I reply, feeling like I didn't really get my point across about her coat. "Not exactly. I work at the bookstore every day. I'm thinking of cooking a lasagna tonight because I have these coupons that go bad pretty soon that are for ground meat, noodles, and cheese. All totaled, I won't have to spend more than fifteen dollars to make the whole pan of lasagna. And I know that Minnie likes it when I cook, so..."

"Fifteen dollars?" Olivia looks at me, surprised. "That's really cheap."

I slide her a sly smile. "I know. I've gotten to be an expert at extreme couponing."

She smiles and shakes her head. "Of course you are."

"What, I am!" I say in protest.

Her face splits into a smile. As we round a corner and go by a dollar store, she mock bows to me. "All hail the queen of penny pinching, Lady Talia."

I grin. "I'll take that praise. When you have to take on the mantle of household finances at age ten, you develop a keen sense of how money can be spent or saved."

Olivia looks thoughtful. "Yeah, I can see it. Minnie seems like a lovely person, but I don't imagine that she is particularly spectacular with money."

I snort. "Spectacularly bad, maybe. Or rather, it isn't that she is even bad with it. It's more like she gives it away when she doesn't even have anything to give. It's a little frustrating." I scrunch up my face. "Not that I am complaining about her being charitable, I guess. She did adopt me."

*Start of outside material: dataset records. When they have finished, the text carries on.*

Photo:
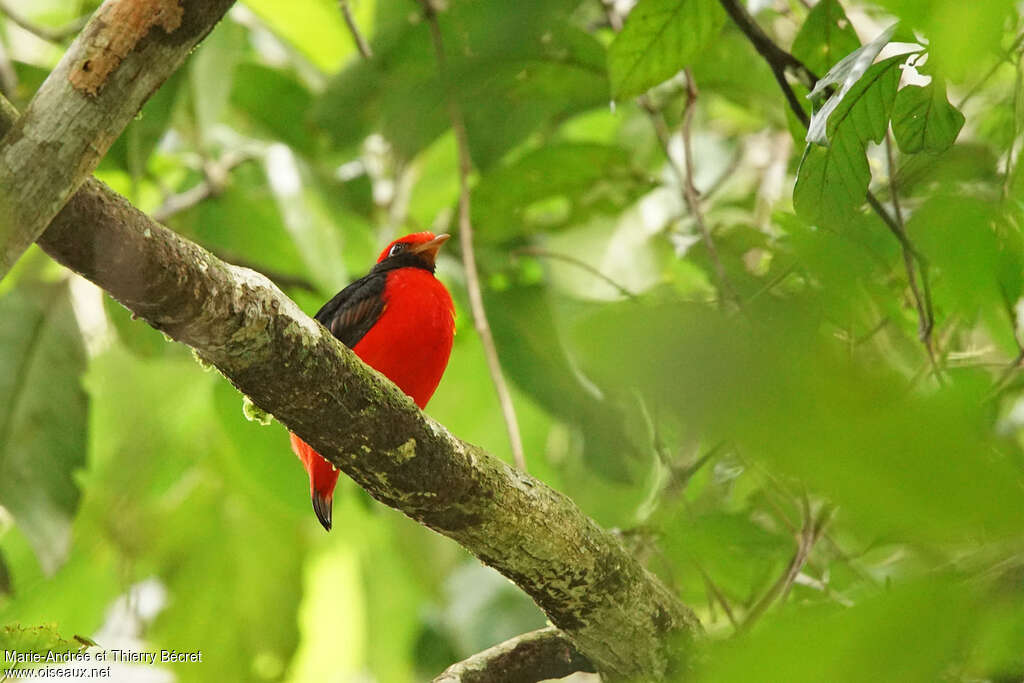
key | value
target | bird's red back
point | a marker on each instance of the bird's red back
(404, 323)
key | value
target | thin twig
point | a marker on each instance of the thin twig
(922, 303)
(544, 253)
(353, 29)
(282, 280)
(780, 61)
(684, 174)
(716, 592)
(1018, 42)
(466, 243)
(215, 178)
(46, 33)
(809, 535)
(1008, 172)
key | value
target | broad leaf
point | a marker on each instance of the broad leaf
(313, 28)
(35, 640)
(659, 38)
(833, 181)
(846, 74)
(866, 642)
(278, 102)
(512, 68)
(924, 120)
(132, 150)
(825, 37)
(553, 187)
(42, 416)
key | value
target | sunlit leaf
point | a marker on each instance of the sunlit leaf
(832, 181)
(924, 119)
(825, 37)
(659, 38)
(40, 640)
(866, 642)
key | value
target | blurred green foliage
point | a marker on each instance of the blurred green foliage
(811, 432)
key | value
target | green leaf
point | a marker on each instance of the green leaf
(278, 102)
(924, 120)
(864, 103)
(832, 182)
(537, 361)
(825, 37)
(925, 467)
(866, 642)
(43, 420)
(513, 67)
(660, 37)
(553, 187)
(976, 267)
(211, 71)
(40, 640)
(736, 552)
(132, 150)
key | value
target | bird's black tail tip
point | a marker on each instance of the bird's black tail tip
(323, 506)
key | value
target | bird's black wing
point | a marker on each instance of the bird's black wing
(354, 309)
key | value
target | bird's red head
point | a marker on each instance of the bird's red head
(418, 246)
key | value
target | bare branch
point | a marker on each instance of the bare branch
(120, 58)
(538, 655)
(46, 33)
(466, 245)
(617, 613)
(353, 29)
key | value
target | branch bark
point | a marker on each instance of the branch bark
(538, 655)
(616, 613)
(125, 52)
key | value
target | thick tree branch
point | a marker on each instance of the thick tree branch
(125, 52)
(538, 655)
(615, 612)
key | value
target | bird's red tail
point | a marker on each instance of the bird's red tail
(323, 478)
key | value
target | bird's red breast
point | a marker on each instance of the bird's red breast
(399, 319)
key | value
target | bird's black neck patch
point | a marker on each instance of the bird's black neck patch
(402, 260)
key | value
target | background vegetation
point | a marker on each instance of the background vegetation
(800, 404)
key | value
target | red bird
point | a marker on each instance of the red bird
(400, 321)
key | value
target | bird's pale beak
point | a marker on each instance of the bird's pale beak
(429, 249)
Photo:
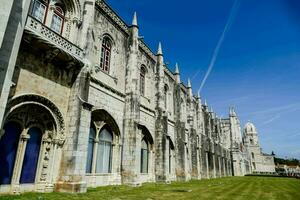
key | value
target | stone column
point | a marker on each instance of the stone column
(74, 154)
(13, 18)
(224, 167)
(207, 165)
(130, 160)
(214, 165)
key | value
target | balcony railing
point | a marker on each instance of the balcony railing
(53, 38)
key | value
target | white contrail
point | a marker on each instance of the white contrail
(232, 15)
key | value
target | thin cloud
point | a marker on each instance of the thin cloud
(279, 110)
(272, 119)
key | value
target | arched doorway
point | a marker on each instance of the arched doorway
(31, 137)
(8, 150)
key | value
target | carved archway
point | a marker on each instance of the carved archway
(16, 110)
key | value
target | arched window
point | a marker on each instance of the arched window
(105, 55)
(251, 141)
(31, 156)
(39, 10)
(104, 152)
(57, 19)
(144, 156)
(99, 157)
(171, 149)
(142, 80)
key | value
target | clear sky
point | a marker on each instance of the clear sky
(258, 66)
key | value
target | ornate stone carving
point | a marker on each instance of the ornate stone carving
(39, 100)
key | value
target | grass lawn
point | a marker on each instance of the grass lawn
(260, 188)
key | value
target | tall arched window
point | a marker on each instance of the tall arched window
(92, 137)
(99, 157)
(144, 156)
(57, 19)
(105, 55)
(142, 80)
(39, 9)
(104, 152)
(171, 149)
(31, 156)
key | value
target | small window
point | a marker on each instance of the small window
(57, 20)
(105, 55)
(39, 9)
(144, 156)
(142, 80)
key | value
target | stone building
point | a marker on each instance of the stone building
(85, 103)
(260, 162)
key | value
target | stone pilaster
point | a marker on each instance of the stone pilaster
(130, 159)
(74, 155)
(13, 15)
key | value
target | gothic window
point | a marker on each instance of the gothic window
(8, 150)
(31, 156)
(99, 151)
(105, 55)
(171, 149)
(92, 137)
(144, 156)
(142, 80)
(251, 141)
(39, 9)
(57, 19)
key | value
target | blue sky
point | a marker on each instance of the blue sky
(258, 66)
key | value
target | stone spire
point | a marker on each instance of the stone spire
(134, 20)
(205, 103)
(159, 50)
(189, 83)
(160, 77)
(232, 112)
(177, 74)
(189, 86)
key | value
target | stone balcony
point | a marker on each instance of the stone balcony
(45, 35)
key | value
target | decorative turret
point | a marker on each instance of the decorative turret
(134, 20)
(160, 77)
(232, 112)
(177, 74)
(159, 50)
(189, 87)
(198, 98)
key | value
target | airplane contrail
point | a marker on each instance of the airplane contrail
(231, 18)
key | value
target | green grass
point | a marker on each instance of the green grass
(238, 188)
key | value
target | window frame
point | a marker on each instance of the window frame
(143, 150)
(143, 80)
(45, 3)
(60, 15)
(105, 55)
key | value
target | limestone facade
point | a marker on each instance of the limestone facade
(260, 162)
(89, 104)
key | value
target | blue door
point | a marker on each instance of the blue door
(31, 156)
(8, 150)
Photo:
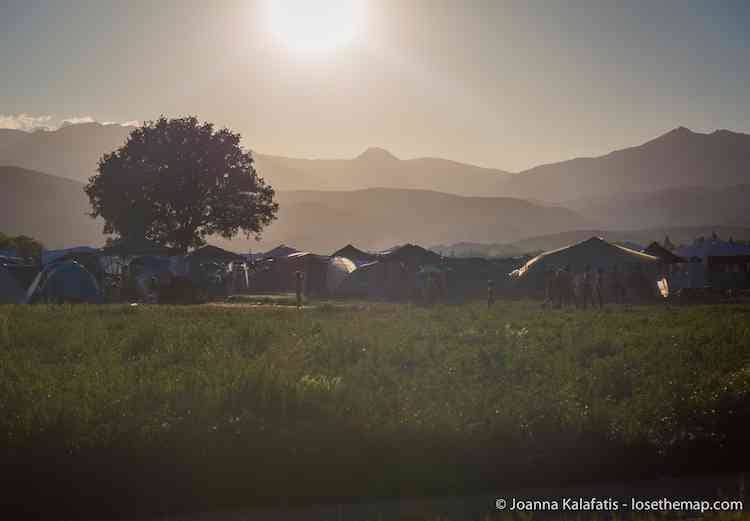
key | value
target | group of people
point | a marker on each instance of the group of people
(588, 288)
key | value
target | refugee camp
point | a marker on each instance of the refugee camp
(374, 260)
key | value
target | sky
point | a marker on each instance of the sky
(507, 85)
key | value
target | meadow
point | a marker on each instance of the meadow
(133, 410)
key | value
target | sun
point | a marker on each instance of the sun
(315, 26)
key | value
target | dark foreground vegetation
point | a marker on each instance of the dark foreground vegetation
(128, 411)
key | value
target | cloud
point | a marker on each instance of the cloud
(76, 121)
(29, 123)
(25, 121)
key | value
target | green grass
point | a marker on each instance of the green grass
(218, 406)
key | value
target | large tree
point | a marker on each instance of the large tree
(177, 181)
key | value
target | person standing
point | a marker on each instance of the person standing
(565, 288)
(298, 276)
(618, 286)
(550, 287)
(599, 287)
(586, 287)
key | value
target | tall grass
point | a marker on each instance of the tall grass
(168, 408)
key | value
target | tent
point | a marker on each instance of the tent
(702, 249)
(338, 270)
(65, 281)
(214, 253)
(10, 291)
(278, 274)
(594, 252)
(281, 250)
(50, 256)
(411, 255)
(129, 247)
(380, 280)
(664, 255)
(355, 255)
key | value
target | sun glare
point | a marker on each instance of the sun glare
(315, 26)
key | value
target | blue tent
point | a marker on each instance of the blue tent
(66, 281)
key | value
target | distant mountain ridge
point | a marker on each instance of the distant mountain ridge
(378, 168)
(72, 151)
(682, 178)
(46, 207)
(378, 218)
(54, 209)
(679, 158)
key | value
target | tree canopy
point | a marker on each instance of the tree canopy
(177, 181)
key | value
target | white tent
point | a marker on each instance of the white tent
(10, 290)
(337, 271)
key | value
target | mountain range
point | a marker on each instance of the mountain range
(679, 179)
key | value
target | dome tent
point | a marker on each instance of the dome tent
(339, 268)
(594, 252)
(66, 281)
(355, 255)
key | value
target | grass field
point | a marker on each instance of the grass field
(159, 409)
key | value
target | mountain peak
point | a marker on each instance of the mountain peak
(680, 131)
(377, 154)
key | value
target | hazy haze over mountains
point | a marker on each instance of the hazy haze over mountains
(679, 179)
(679, 158)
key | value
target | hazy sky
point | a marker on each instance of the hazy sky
(501, 84)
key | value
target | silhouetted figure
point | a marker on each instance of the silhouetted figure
(586, 287)
(298, 276)
(550, 287)
(618, 285)
(565, 283)
(599, 287)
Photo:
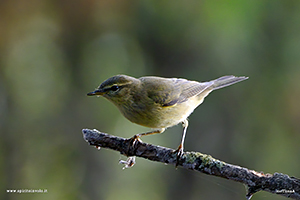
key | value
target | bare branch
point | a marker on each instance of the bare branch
(276, 183)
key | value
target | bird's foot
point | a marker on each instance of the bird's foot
(132, 142)
(179, 153)
(128, 163)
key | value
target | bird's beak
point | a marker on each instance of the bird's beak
(96, 92)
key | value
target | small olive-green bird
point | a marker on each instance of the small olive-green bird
(157, 102)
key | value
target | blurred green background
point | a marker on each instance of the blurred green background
(53, 52)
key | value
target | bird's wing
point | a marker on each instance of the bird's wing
(190, 88)
(168, 92)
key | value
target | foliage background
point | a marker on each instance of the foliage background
(53, 52)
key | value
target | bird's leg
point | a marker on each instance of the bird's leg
(179, 150)
(137, 137)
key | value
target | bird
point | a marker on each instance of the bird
(157, 102)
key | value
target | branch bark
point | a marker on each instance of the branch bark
(276, 183)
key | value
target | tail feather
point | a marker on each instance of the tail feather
(225, 81)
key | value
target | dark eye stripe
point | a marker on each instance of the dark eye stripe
(114, 88)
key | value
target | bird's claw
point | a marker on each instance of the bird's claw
(179, 153)
(128, 163)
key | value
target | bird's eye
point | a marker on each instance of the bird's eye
(114, 88)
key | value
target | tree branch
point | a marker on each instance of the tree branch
(276, 183)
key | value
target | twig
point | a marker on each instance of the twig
(276, 183)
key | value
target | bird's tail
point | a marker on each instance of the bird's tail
(225, 81)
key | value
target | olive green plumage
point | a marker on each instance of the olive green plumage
(157, 102)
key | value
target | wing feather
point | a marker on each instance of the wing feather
(169, 92)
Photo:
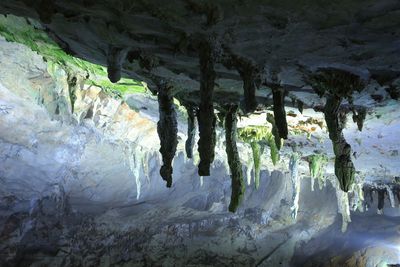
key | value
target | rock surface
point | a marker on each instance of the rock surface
(79, 173)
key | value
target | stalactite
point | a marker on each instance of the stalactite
(191, 132)
(72, 81)
(249, 168)
(381, 200)
(205, 115)
(167, 128)
(279, 111)
(238, 184)
(255, 147)
(317, 164)
(275, 131)
(344, 167)
(300, 106)
(343, 208)
(358, 197)
(294, 176)
(115, 58)
(250, 74)
(134, 155)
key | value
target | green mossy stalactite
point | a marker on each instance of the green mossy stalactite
(191, 132)
(251, 80)
(255, 147)
(359, 117)
(262, 136)
(316, 164)
(279, 111)
(338, 84)
(72, 83)
(238, 184)
(206, 116)
(344, 167)
(167, 129)
(275, 131)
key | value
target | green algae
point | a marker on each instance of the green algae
(30, 33)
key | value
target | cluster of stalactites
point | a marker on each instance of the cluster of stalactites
(205, 115)
(167, 129)
(238, 184)
(336, 85)
(335, 121)
(137, 159)
(383, 191)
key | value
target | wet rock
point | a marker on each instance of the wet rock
(115, 59)
(206, 117)
(167, 129)
(191, 132)
(238, 184)
(335, 121)
(279, 112)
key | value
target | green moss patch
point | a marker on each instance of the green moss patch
(30, 33)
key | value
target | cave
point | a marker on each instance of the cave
(199, 133)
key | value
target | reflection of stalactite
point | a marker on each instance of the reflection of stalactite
(168, 132)
(343, 208)
(115, 58)
(381, 200)
(344, 167)
(294, 175)
(238, 186)
(256, 149)
(205, 115)
(191, 132)
(390, 195)
(279, 112)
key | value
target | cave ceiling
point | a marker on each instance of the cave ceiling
(255, 42)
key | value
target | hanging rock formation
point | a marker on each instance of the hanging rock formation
(337, 84)
(167, 128)
(115, 58)
(206, 116)
(191, 132)
(250, 75)
(238, 184)
(279, 111)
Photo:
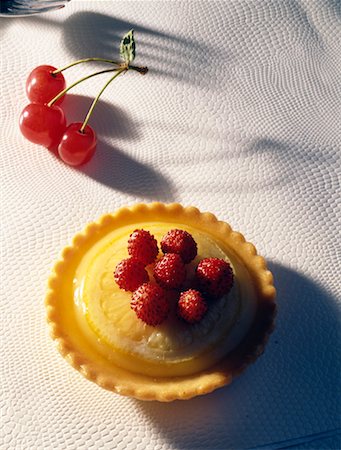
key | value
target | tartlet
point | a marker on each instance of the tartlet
(94, 326)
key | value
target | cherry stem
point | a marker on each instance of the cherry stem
(142, 70)
(80, 61)
(64, 91)
(93, 104)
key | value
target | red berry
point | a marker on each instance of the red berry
(143, 246)
(214, 276)
(77, 147)
(150, 304)
(170, 271)
(191, 306)
(130, 274)
(180, 242)
(43, 124)
(42, 86)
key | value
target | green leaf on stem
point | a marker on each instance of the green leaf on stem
(128, 47)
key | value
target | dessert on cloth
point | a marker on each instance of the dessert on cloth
(160, 302)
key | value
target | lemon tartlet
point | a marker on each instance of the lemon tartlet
(98, 333)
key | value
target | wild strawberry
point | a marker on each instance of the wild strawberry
(143, 246)
(180, 242)
(150, 304)
(214, 276)
(191, 306)
(170, 271)
(130, 274)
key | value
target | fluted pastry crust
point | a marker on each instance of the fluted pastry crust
(74, 346)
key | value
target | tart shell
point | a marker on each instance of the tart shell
(79, 352)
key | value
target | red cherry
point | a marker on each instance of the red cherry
(42, 86)
(77, 147)
(43, 124)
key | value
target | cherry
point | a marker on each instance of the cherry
(76, 146)
(42, 85)
(43, 124)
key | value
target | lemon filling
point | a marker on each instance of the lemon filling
(174, 348)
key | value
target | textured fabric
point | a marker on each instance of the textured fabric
(239, 115)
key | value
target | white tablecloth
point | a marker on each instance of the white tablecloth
(239, 115)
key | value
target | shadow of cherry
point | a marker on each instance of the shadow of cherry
(289, 392)
(120, 171)
(107, 120)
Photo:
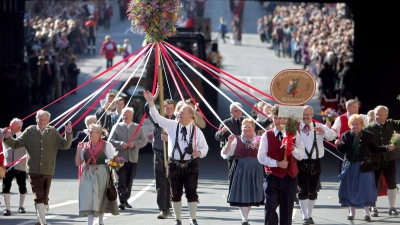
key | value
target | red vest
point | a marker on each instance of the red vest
(241, 150)
(344, 124)
(276, 152)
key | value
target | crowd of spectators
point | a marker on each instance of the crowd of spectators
(318, 35)
(55, 37)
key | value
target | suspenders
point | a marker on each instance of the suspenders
(315, 146)
(176, 146)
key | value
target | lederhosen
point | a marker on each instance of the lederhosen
(183, 173)
(309, 173)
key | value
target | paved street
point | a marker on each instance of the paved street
(252, 63)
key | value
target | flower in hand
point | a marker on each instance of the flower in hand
(115, 163)
(395, 140)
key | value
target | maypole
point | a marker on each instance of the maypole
(157, 20)
(161, 98)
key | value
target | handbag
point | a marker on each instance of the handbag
(366, 165)
(2, 173)
(111, 191)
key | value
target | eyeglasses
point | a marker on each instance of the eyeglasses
(93, 132)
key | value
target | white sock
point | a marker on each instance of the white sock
(7, 200)
(101, 218)
(41, 209)
(352, 211)
(192, 210)
(90, 219)
(311, 204)
(177, 207)
(366, 211)
(392, 197)
(245, 212)
(21, 200)
(304, 207)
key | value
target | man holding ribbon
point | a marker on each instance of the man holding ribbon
(186, 143)
(127, 141)
(312, 135)
(15, 164)
(42, 143)
(279, 159)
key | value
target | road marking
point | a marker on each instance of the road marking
(35, 221)
(69, 202)
(138, 195)
(127, 30)
(249, 82)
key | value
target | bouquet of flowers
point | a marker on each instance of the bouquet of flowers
(157, 19)
(395, 140)
(329, 115)
(120, 48)
(115, 163)
(256, 142)
(291, 127)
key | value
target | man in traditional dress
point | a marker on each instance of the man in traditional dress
(385, 163)
(312, 135)
(17, 170)
(280, 182)
(42, 143)
(160, 172)
(128, 149)
(186, 143)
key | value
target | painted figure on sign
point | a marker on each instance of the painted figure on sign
(293, 84)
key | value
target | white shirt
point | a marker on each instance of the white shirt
(337, 124)
(41, 131)
(308, 140)
(110, 151)
(128, 125)
(199, 141)
(231, 151)
(128, 48)
(298, 151)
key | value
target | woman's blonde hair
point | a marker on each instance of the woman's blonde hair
(249, 120)
(99, 128)
(179, 106)
(356, 117)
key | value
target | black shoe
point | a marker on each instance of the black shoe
(393, 211)
(374, 212)
(162, 215)
(7, 212)
(350, 217)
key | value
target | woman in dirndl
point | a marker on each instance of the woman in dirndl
(95, 175)
(357, 188)
(246, 188)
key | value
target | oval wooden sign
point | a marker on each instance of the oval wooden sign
(293, 87)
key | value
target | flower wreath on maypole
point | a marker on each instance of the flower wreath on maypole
(157, 19)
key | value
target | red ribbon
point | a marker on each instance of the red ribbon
(184, 85)
(289, 143)
(219, 78)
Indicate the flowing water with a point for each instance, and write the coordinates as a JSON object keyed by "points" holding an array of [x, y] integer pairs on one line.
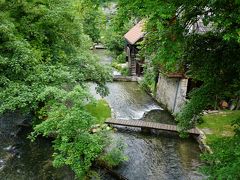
{"points": [[152, 156]]}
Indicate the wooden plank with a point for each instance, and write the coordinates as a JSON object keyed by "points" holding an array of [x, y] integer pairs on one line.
{"points": [[145, 124]]}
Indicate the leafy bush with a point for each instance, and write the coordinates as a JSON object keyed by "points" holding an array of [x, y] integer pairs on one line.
{"points": [[115, 156], [125, 71], [121, 58]]}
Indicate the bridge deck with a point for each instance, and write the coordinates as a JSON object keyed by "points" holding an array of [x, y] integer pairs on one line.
{"points": [[150, 125]]}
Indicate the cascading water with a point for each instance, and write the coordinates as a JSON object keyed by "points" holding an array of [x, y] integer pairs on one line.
{"points": [[155, 156]]}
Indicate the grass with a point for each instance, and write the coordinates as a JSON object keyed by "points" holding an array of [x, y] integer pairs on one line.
{"points": [[219, 125], [100, 110]]}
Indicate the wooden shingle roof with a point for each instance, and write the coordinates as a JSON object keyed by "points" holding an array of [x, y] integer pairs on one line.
{"points": [[135, 34]]}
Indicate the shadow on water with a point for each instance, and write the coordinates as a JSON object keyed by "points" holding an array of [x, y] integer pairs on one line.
{"points": [[22, 159], [155, 155], [152, 156]]}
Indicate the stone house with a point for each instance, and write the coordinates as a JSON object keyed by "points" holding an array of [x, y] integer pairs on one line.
{"points": [[133, 37]]}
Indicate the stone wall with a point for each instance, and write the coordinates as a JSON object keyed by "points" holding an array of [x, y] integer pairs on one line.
{"points": [[171, 92]]}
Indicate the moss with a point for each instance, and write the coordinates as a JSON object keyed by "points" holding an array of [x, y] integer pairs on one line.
{"points": [[219, 125], [100, 110]]}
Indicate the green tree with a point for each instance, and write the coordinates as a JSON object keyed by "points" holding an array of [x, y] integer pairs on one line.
{"points": [[201, 38], [45, 63]]}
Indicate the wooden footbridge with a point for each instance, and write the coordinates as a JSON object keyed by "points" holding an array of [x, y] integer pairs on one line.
{"points": [[148, 125]]}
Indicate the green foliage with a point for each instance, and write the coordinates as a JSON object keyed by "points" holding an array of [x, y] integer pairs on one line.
{"points": [[45, 62], [115, 156], [70, 124], [42, 45], [121, 58], [224, 163], [208, 53], [220, 124], [125, 71], [100, 110], [149, 79]]}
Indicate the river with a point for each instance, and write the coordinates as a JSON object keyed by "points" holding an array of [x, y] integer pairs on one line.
{"points": [[152, 156]]}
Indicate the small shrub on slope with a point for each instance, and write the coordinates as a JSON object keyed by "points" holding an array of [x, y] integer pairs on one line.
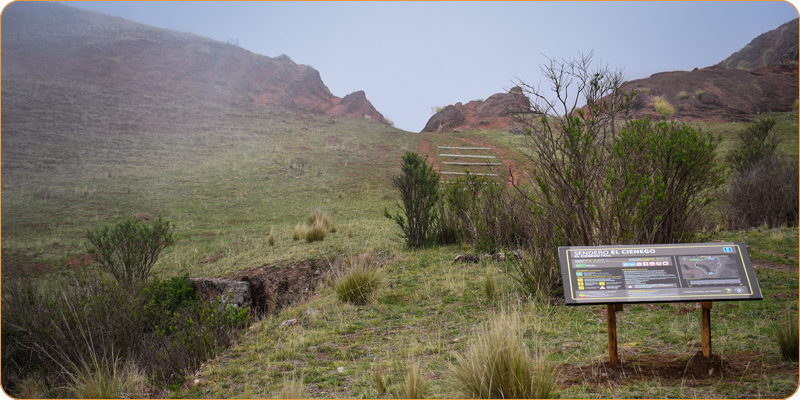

Olivia frowns and puts her hand out, shielding me from walking into the street. We stop, and a police officer runs by, clearing the street I was about to step into. He steps closer to me, looking to his right. Glancing down the street, I am able to get a glimpse of the beginnings of a large black hearse. The cop runs ahead to the next intersection, and the procession of vehicles approaches.

I can see from here that all the vehicles following the hearse are limousines, each one long and black, with their windows tinted so that I can't make heads or tails of who is inside.

My mouth pulls to the side, as I am temporarily distracted.

I can tell by the niceness of the hearse that the funeral procession is heading up toward the nicer cemetery, up by the Morgan estate that looks down on the town. Everybody else has to be buried in the same place, about five miles south of our little town, but not the rich people. My mouth puckers, and I feel a wash of resentment for someone that I don't even know.

Olivia isn't distracted and continues our conversation, though.